I've been running a variety of blastn options with my metagenomic dataset with the goal of trying to find the best hits for my contigs (produced from metaspades). I've recently come to a question for myself that I wanted to discuss with you all. When dealing with metagenomic data (in my case, I am working with all unmapped reads of a dataset in the hopes of figuring out what those reads might be mapping too), does it REALLY make a difference when using BLASTN -task option 'megablast' or 'blastn'.
Megablast is define as the faster blast algorithm when comparing reads within the same species. Should produce better quality hits,etc (uses a larger word-size of 28). blastn is better when you are blasting hits from different species (uses a smaller word size of 11). Megablast would be best when you want to, say for example, confirm your sequences are in fact your species of interest, or you are comparing different strains of a bacteria and need even more precise blast results within a family of bacteria.

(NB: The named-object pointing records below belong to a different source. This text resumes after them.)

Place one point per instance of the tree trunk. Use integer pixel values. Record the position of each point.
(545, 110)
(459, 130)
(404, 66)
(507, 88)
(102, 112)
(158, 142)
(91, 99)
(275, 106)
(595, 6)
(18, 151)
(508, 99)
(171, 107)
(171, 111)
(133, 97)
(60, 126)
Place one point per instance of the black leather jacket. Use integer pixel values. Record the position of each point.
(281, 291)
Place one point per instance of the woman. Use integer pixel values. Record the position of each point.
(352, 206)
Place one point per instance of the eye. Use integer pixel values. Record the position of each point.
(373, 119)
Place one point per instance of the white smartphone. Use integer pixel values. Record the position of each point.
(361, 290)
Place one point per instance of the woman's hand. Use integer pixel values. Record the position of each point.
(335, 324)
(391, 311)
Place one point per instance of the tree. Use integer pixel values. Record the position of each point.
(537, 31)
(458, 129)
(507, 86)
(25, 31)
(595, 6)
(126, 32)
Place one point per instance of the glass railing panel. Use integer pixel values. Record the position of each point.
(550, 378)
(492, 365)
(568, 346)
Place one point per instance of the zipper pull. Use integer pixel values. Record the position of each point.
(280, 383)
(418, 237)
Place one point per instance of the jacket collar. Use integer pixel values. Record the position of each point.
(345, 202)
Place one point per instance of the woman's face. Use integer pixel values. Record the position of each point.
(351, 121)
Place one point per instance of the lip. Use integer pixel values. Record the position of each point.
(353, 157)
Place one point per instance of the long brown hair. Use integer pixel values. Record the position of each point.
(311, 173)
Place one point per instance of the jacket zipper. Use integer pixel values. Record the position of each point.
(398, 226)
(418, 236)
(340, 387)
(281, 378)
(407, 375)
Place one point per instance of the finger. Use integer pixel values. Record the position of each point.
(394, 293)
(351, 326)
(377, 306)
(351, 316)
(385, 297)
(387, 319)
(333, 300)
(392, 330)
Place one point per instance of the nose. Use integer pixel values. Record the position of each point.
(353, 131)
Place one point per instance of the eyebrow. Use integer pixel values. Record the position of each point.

But I guess my final question here is, when using unmapped reads/metagenomic/environmental data, it already implies that I am not trying to validate my sequences to a KNOWN species but I am trying to simply determine what these mixtures of reads could be - would it make sense to still use megablast or really there is no difference in this case between megablast and blastn?
Has anyone really found a major difference between the two when dealing with metagenomic data? Just curious. I will be running both regardless to see what I have but it is taking a while (a few days to finish) so I figured I would start this discussion in the meantime.